2016/2017 talvez fiquem como o biênio divisor de águas para o povo brasileiro e sua república meia boca. Crise econômica, impeachment candango, epidemia de zika, lama de Mariana, malas e malas de dinheiro vivo circulando indecentemente, gravações clandestinas, traições e mais traições, e, principalmente, a Lava Jato, em todas as suas dimensões, desnudaram cruelmente a tragicomédia da vida social e política nada republicana brasileira. Parece que quase nada sobra de bom nesses 30 anos de nova república, o que não significa (vade retro) que a ditadura militar era melhor.

A Lava Jato tem sido nosso liquidificador, batendo freneticamente o indigesto milk-shake. Implacável centrífuga, triturando as mazelas do indecente sistema antirepublicano que uniu políticos, grandes empresários e graduados agentes estatais na tarefa insensata de espoliar o país. Implacável? Nem tanto. As penas reais que vêm sendo aplicadas aos grandes empresários corruptos e corruptores, com os benefícios da delação premiada e as demais benesses de nosso sistema penal, não condizem com a gravidade dos crimes que cometeram. Quanto à definitiva punição dos políticos corruptos, ainda passará muita água debaixo da ponte. Com tantos delatores, parece que não sobrarão delatados para sofrer os rigores da lei na sua inteireza.

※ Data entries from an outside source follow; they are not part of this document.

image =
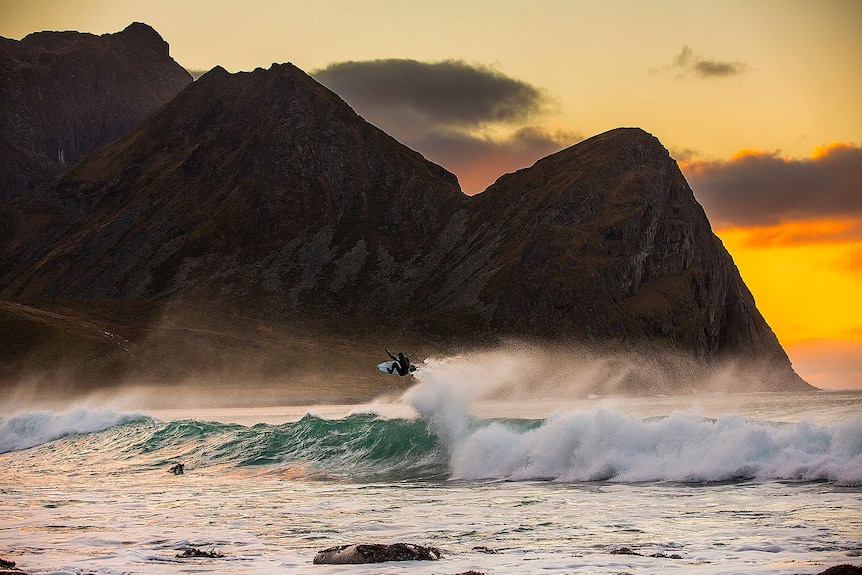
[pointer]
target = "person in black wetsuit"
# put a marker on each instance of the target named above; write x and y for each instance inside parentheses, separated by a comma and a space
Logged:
(401, 364)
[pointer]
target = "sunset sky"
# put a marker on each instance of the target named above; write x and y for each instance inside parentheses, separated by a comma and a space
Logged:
(760, 101)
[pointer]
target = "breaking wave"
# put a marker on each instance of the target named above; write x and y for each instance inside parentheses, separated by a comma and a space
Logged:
(598, 445)
(37, 427)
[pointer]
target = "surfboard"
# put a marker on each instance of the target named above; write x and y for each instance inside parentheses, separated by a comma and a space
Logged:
(386, 367)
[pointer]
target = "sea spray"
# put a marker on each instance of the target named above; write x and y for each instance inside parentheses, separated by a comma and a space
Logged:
(607, 446)
(33, 428)
(447, 388)
(604, 445)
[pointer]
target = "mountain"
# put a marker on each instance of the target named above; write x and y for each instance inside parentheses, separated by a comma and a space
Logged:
(263, 196)
(65, 94)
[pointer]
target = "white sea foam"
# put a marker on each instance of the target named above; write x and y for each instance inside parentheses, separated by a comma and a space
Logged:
(601, 444)
(32, 428)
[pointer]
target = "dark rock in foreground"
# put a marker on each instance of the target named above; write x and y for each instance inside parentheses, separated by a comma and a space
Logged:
(375, 553)
(8, 568)
(842, 570)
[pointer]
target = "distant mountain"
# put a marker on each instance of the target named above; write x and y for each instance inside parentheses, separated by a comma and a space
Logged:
(265, 194)
(65, 94)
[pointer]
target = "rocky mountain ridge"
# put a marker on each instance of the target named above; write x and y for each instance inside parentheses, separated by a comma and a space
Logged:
(265, 194)
(65, 94)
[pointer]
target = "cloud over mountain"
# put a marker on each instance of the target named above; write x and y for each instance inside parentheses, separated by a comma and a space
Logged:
(766, 189)
(687, 63)
(472, 119)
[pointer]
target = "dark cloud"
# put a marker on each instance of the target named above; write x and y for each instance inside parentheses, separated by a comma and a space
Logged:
(689, 63)
(450, 92)
(446, 111)
(763, 189)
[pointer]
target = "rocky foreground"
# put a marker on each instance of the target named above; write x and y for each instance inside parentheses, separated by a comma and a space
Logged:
(380, 553)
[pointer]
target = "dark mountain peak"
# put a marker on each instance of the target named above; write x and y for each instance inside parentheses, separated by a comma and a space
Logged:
(65, 94)
(144, 35)
(265, 193)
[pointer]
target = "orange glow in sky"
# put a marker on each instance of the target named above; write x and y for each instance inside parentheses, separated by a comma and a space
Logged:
(788, 83)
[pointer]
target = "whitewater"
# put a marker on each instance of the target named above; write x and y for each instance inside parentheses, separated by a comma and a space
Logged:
(700, 483)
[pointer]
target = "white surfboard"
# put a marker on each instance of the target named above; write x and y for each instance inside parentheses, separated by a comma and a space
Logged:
(386, 367)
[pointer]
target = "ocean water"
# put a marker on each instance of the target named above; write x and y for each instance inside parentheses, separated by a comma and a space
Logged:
(701, 483)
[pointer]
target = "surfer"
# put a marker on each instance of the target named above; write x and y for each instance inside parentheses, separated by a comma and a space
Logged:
(400, 364)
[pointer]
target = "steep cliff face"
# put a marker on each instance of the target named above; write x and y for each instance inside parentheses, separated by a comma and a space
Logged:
(65, 94)
(606, 242)
(264, 193)
(263, 189)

A importância do trabalho dos atores da Lava Jato, apesar de alguns excessos pontuais, é inestimável. Talvez seja a primeira vez que a tentativa de desmontar a corrupção sistêmica entranhada historicamente em nossa estrutura sócio-política tenha chegado tão longe. Mas apesar do seu mérito de dar a conhecer a dimensão descomunal da fraude que tem sido o exercício do poder nesse país e recuperar parcela dos prejuízos que a nação brasileira sofreu, o gigantismo da investigação corre o risco de perder o rumo e acabar num beco sem saída. Afinal, se a bandalheira sempre foi a rotina de nossas elites - política e empresarial - e se envolve toda a elite político-econômica, o que fazer?

Colocar a todos na cadeia? Nenhuma Lava Jato chegará a tanto. Como n'O Alienista de Machado de Assis talvez se chegue à conclusão de que os loucos são os procuradores e o juiz Moro, modernos Simões Bacamarte ou quem sabe quixotes lutando contra moinhos de vento.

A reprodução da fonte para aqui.